Pay Attention to the Heat Index

Focus on the heat index values (forecasters will commonly call these out, and they are easily found on any weather website), especially if you are planning a day outdoors. What is the heat index, exactly? It’s a measurement of both the air temperature and the relative humidity. With high humidity, an outdoor temperature of 85 can feel 10 degrees hotter to your body.

If the weather station issues any of the following:

  • Heat watch
  • Heat advisory
  • Excessive heat warning

Young children and the elderly are especially susceptible to heat-related illnesses, or if you have had a prior heat stroke you may have to decide to stay indoors to ensure you are safe from the blistering heat. You should also take precautions such as bringing all pets inside. And don’t forget about checking on your neighbors (especially the elderly)! They need to stay out of the excessive heat, too.

Your Diet Plan When the Heat Arrives

When that heat wave does arrive, you’ll need to be ready for it. Start by focusing on what you drink during the warmer months (all year long doesn’t hurt) to help prepare your body well in advance of excessive heat waves. Sweating is your body’s way of fighting the heat, but that only works if you are already well hydrated. The first thing that hits a body overheating is dehydration, so make sure you drink plenty of water as a regular practice throughout the day. Water fortified with extra electrolytes such as potassium are available if you prefer those, but plain old water usually fits the bill just fine.

If you normally eat three meals a day, break that up five or six smaller ones to fight the natural fatigue that comes with heat. Avoid heavy, hot foods as well. (Meat and other heavy foods generate heat both when you cook them and when you digest them.) Stick with salads and fruit for something cool and satisfying.

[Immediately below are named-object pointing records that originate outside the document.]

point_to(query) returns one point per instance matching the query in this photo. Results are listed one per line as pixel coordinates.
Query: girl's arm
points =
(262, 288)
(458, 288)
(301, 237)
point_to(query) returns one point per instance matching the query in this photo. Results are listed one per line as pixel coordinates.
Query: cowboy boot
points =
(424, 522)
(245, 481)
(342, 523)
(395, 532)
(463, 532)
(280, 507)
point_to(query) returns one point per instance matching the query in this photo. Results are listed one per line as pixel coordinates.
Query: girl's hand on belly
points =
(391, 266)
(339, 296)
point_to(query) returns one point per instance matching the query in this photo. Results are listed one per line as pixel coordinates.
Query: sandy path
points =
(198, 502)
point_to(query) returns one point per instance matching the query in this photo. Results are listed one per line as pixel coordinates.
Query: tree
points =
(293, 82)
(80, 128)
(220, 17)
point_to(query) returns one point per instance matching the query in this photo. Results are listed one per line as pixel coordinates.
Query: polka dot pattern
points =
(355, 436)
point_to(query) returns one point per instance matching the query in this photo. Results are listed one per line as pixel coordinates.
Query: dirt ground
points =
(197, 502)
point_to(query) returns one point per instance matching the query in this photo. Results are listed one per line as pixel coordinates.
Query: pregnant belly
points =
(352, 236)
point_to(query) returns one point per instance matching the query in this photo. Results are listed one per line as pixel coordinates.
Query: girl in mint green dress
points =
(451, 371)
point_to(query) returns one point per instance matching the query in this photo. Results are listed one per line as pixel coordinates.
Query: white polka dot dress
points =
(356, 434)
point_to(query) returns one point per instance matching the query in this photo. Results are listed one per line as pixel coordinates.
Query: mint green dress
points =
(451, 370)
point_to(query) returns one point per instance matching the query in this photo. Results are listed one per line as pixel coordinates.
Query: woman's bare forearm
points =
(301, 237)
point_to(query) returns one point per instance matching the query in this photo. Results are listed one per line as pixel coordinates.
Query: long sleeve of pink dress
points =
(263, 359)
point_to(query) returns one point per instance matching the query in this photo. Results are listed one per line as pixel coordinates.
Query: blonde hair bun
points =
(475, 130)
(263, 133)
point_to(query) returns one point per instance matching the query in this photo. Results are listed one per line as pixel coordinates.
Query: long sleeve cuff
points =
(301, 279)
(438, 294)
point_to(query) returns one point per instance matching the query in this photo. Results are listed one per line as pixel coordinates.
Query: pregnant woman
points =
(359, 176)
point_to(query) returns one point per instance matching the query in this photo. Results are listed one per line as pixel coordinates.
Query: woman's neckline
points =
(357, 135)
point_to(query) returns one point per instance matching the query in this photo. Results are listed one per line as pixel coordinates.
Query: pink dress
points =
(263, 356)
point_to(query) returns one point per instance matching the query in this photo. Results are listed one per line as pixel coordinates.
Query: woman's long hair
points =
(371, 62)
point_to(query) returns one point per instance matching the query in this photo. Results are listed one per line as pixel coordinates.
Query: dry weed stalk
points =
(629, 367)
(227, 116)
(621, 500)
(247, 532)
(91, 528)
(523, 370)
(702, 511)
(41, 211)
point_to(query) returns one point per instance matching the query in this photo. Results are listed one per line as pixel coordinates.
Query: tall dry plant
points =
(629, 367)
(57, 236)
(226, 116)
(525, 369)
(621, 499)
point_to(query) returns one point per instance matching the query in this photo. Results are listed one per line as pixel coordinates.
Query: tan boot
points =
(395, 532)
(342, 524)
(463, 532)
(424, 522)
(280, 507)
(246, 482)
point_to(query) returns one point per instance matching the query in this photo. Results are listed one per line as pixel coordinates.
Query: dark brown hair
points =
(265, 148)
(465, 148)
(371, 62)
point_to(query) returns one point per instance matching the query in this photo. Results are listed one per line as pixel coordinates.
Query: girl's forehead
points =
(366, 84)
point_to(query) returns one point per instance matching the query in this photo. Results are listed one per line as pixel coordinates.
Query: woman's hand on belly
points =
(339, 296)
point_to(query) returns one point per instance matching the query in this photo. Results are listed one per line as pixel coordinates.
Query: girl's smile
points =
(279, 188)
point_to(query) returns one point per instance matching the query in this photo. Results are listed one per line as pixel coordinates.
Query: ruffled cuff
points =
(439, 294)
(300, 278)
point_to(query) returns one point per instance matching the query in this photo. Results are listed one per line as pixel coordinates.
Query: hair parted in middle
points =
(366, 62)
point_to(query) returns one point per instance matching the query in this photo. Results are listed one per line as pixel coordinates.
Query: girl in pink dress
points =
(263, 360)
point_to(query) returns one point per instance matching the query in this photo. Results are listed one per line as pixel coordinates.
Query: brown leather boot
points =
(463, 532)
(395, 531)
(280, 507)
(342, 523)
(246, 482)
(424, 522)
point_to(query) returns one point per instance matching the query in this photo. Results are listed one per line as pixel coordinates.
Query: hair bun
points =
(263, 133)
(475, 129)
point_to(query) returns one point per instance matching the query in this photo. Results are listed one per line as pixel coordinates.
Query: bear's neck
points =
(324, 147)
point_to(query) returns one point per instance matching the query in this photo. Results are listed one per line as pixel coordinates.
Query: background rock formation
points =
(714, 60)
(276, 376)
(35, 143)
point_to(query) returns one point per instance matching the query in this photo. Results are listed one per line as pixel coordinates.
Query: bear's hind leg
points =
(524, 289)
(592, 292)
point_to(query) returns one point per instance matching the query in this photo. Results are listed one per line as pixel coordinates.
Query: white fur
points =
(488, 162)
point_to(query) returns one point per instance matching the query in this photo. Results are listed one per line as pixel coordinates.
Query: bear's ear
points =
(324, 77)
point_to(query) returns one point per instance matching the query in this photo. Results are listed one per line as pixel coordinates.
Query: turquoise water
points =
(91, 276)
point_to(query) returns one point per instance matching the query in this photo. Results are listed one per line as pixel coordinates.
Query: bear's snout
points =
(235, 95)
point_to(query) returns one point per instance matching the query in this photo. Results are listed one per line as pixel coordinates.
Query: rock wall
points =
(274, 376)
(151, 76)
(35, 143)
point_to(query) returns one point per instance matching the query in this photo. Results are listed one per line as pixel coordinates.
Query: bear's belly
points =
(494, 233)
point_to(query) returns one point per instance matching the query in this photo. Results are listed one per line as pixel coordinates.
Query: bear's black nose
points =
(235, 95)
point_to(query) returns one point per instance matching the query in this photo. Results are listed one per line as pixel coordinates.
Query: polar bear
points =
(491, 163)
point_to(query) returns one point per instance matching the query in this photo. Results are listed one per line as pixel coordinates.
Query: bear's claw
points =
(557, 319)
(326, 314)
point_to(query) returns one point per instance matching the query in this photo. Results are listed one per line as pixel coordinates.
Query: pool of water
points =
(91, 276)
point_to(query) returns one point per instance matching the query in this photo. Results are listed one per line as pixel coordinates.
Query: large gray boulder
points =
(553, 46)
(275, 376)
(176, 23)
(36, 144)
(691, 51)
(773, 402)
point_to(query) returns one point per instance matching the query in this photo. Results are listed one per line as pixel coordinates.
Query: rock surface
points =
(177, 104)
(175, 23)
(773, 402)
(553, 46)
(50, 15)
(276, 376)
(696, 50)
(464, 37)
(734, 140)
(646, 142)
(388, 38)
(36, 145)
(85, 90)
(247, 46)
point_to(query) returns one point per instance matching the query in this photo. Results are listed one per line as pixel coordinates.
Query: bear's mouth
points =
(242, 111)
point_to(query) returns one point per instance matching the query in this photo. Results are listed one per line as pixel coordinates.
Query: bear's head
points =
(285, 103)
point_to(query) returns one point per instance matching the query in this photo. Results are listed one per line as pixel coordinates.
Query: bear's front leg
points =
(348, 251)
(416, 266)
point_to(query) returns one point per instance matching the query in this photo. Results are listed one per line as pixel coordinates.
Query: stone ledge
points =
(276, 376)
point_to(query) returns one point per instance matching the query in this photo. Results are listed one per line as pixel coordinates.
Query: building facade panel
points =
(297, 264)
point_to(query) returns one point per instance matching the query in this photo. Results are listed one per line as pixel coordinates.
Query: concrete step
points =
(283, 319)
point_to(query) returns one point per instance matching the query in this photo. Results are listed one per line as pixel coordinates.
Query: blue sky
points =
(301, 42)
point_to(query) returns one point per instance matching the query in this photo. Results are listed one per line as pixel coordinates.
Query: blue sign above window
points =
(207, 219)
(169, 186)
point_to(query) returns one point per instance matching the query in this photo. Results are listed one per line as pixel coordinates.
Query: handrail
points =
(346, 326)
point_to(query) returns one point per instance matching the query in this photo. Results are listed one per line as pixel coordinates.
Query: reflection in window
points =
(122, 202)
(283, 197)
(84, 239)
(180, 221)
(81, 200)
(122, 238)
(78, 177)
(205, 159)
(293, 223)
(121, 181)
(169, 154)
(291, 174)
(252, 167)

Keeping Your Cool in the Summer Heat

Find ways to keep your body feeling fresh, especially if you must travel to and from work or school. One of the best options is to jump in the shower when you need a cool-down — just make sure the water’s not blistering hot. If you find you just need a pick-me-up while lounging around the house, an ice pack on your neck or even a bag of frozen vegetables can be refreshing!

Other ways to stay cool around the house: keep the lights off wherever possible. The bulbs generate heat, so if there are enough of them on, they can actually affect the temperature in the room. A dark room also just “feels” cooler, literally and figuratively.

A little creativity and common sense combined with the tips above will help you stay safe from the heat this summer. Stay inside when temperatures and heat indexes are highest, and pass along these tips about heat safety to those you love!